Sing with the Voice of Melody - Stile Antico Tenth Anniversary
Thomas TOMKINS (1572-1656)
O praise the Lord [3:42]
Jacobus CLEMENS NON PAPA (c.1510/15-1555/56)
Ego flos campi [6:01]
William BYRD (c.1540-1623)
Ecce virgo concipiet (Gradualia I, 1605) [2:15]
Vigilate (Cantiones sacrae I, 1589) [4:13]
Nicolas GOMBERT (c.1495-c.1650)
Magnificent primi toni [11:48]
Thomas TALLIS (c.1505-1585)
In pace in idipsum [5:47]
Gloria (Missa Puer natus est) [9:29]
Tomás Luis de VICTORIA (c.1548-1611)
O vos omnes [4:14]
John McCABE (1939-2015)
Woefully Arrayed [9:55]
John SHEPPARD (c.1515-1558)
The Lord’s Prayer [4:19]
Orlando GIBBONS (1583-1625)
O clap your hands together [5:30]
Rodrigo de CEBALLOS (c.1530-1581)
Hortus conclusus [5:31]
Stile Antico
Texts and translations included
rec. 2006-2013, Air Studios, Lyndhurst Hall, St Jude-on-the-Hill, All Hallows’ Church, Gospel Oak, London
HARMONIA MUNDI HMU807650 SACD [72:41]

Stile Antico have garnered some excellent reviews over the decade that they have been performing and recording. To mark their tenth anniversary a highlights selection has been compiled which has allowed the current twelve singers the opportunity to select one particular recording from the group’s back-catalogue. A certain piquancy is added by the fact that they’ve been encouraged to write a paragraph or so explaining why they’ve selected the particular track. That gives a greater sense of personalisation and intimacy to the undertaking – rather than an omniscient selection panel, one feels a more private approach – and even those given to detect an element of phoniness about this will be silenced, I think, by tenor Andrew Griffiths’ selection of Clemens non Papa’s Ego flos campi – a piece he loves so much that he asked the group to perform it at his wedding.
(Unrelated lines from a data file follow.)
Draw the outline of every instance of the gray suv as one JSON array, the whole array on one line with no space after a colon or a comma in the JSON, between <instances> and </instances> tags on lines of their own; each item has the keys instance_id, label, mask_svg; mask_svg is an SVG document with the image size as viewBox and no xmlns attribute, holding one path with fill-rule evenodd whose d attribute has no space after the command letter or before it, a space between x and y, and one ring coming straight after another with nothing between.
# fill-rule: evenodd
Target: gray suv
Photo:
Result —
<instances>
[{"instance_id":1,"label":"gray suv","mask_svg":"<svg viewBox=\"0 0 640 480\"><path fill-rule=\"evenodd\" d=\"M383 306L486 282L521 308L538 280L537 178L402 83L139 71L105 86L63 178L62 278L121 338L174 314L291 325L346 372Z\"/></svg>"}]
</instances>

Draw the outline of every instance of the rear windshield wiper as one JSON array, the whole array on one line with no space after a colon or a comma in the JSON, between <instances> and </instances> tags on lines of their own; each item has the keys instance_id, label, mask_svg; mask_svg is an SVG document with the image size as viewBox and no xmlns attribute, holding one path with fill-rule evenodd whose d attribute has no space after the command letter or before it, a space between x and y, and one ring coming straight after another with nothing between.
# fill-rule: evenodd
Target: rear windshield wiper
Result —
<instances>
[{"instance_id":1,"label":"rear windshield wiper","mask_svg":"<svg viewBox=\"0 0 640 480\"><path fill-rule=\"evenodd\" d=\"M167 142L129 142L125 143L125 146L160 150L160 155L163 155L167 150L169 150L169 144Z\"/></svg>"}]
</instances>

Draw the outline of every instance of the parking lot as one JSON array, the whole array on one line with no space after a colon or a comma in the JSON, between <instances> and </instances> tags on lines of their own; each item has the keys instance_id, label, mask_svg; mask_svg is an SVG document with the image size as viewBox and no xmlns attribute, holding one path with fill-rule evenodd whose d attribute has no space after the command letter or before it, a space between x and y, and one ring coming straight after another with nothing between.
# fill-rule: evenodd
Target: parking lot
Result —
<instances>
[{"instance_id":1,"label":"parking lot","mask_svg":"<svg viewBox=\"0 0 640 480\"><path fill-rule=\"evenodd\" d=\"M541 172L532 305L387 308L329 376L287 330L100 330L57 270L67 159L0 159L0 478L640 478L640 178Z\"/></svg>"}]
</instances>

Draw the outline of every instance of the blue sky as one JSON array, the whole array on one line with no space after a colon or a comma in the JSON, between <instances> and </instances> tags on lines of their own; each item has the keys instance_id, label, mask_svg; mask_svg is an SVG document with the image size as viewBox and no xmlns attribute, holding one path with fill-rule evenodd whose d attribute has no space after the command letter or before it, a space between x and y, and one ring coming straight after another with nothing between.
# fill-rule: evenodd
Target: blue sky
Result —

A similar sense of identification and genuine admiration and love for the music informs the other selections, if not always to quite such a highly charged degree. The conductor-less and director-less ensemble has a splendid series of discs on which to call. All are represented here, though the watchful will note that there are two tracks each from the albums Puer natus est, Song of Songs, and Passion & Resurrection. All the relevant CDs are carefully presented in the booklet with artwork and full catalogue numbers.

Given that a number of these discs have been reviewed on this site and this is a sophisticated rehash, but a rehash nonetheless, I won’t spend too much critical ink on the contents except to note that I was struck once more by just how accomplished this group is. Technical precision underpins everything; dynamics are at all times finely shaped and convincing. Purity of tone and tonal blend alike are magnificent. The music’s solemnity or joyousness – try the outstanding Gombert Magnificat primi toni – are alike richly characterised and fully conveyed. Breadth of tone can be savoured in the Tallis Gloria. There is a souvenir of their devotion to contemporary literature in John McCabe’s Woefully arrayed.

It’s good that all members of the group, past and present, are listed in the personnel – notably long-standing members no longer in the ensemble such as Carris Jones and Oliver Hunt.

This is a fine souvenir of Stile antico, though once bitten by the bug you will probably want to get hold of the original albums - which is doubtless the point.